Clemens J. Setz, geboren am 15. November 1982 in Graz, ist Schriftsteller, Dramatiker und Übersetzer.

Setz, der auch heute noch in seiner Geburtstadt lebt, begann 2001 ein Lehramtsstudium der Mathematik und Germanistik an der Karl-Franzens-Universität in Graz, das er jedoch nicht abschloss. Neben dem Studium arbeitete Setz unter anderem als Übersetzer und veröffentlichte Gedichte und Erzählungen in Zeitschriften und Anthologien.
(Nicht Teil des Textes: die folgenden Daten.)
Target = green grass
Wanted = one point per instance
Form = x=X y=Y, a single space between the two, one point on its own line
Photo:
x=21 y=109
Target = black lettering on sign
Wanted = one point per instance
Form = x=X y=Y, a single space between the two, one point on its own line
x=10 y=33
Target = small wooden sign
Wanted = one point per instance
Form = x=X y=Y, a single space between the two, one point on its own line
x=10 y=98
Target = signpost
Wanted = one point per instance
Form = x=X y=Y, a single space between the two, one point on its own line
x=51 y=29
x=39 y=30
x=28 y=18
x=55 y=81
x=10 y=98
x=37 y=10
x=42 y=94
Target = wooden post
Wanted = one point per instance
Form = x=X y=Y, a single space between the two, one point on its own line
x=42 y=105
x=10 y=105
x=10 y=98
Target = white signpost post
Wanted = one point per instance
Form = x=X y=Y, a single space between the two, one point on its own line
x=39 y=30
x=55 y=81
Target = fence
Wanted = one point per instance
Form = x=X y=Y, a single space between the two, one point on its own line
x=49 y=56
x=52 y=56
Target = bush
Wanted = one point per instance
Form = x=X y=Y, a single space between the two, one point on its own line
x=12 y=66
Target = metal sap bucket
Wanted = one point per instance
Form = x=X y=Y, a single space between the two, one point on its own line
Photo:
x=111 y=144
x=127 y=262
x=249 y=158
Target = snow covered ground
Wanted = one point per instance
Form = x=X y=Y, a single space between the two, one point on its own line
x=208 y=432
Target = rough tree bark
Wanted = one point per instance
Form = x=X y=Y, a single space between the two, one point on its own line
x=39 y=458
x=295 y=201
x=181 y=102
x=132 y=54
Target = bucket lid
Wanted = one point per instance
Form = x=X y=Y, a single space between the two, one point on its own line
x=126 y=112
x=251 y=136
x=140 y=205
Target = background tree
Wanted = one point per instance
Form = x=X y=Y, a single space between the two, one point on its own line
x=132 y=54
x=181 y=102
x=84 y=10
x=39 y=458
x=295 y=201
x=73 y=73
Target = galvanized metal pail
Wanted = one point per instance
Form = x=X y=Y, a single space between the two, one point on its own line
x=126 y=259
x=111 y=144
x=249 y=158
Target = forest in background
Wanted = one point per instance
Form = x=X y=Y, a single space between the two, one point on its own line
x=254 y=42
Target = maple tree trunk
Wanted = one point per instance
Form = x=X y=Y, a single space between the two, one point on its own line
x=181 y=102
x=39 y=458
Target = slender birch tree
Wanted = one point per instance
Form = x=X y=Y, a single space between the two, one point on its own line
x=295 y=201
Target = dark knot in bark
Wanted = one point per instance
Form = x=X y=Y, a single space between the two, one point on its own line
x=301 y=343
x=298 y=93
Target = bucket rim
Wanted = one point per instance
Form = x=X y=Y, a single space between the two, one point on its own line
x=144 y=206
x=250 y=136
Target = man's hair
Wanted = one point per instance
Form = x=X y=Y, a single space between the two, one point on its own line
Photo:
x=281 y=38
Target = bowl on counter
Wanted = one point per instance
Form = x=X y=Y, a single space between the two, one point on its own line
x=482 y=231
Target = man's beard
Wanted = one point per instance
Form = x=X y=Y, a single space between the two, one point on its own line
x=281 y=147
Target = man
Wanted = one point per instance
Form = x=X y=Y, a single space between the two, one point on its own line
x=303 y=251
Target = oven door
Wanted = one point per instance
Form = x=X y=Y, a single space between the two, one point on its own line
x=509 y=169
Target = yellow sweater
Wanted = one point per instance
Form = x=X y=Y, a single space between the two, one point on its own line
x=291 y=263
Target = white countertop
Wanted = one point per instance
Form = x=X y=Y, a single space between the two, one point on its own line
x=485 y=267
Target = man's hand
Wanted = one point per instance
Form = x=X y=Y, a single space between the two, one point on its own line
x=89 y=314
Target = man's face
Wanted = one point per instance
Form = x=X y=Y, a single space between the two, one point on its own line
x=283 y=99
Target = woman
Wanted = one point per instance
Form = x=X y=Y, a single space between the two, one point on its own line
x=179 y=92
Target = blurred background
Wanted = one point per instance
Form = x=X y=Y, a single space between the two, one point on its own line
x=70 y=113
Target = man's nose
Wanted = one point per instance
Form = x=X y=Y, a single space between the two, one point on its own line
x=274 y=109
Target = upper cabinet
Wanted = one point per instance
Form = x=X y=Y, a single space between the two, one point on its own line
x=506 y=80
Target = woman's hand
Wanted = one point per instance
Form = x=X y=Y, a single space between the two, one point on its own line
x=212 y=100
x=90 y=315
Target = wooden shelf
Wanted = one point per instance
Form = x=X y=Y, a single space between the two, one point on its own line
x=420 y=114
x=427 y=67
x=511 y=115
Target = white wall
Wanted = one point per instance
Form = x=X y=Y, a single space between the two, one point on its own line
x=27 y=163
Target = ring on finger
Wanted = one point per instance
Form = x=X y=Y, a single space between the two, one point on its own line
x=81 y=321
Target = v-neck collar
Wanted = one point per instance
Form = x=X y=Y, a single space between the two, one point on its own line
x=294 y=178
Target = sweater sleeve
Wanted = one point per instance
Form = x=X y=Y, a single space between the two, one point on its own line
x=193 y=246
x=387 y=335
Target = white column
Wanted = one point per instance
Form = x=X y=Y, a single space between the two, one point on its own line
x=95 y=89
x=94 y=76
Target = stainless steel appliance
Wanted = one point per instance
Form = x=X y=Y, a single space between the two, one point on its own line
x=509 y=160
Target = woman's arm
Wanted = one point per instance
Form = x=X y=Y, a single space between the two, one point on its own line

Er ist gehört zu den Gründungsmitgliedern der Literaturgruppe Plattform.

2007 erschien sein Debütroman "Söhne und Planeten", der auf die Shortlist des aspekte-Literaturpreises gelangte. 2008 wurde er zum Ingeborg-Bachmann-Preis eingeladen, wo er mit der Novelle "Die Waage" den Ernst-Willner-Preis gewann. 2009 wurde sein zweiter Roman "Die Frequenzen" für den Deutschen Buchpreis nominiert. Für seinen Erzählband "Die Liebe zur Zeit des Mahlstädter Kindes" erhielt Setz 2011 den Preis der Leipziger Buchmesse im Bereich Belletristik. Sein 2012 erschienener Roman "Indigo" gelangte auf die Shortlist des Deutschen Buchpreises. Auch der 2015 erschienene über 1000 Seiten lange Roman Die Stunde zwischen Frau und Gitarre wurde für den Deutschen Buchpreis nominiert. Im Februar 2019 erschien sein Erzählband Der Trost runder Dinge.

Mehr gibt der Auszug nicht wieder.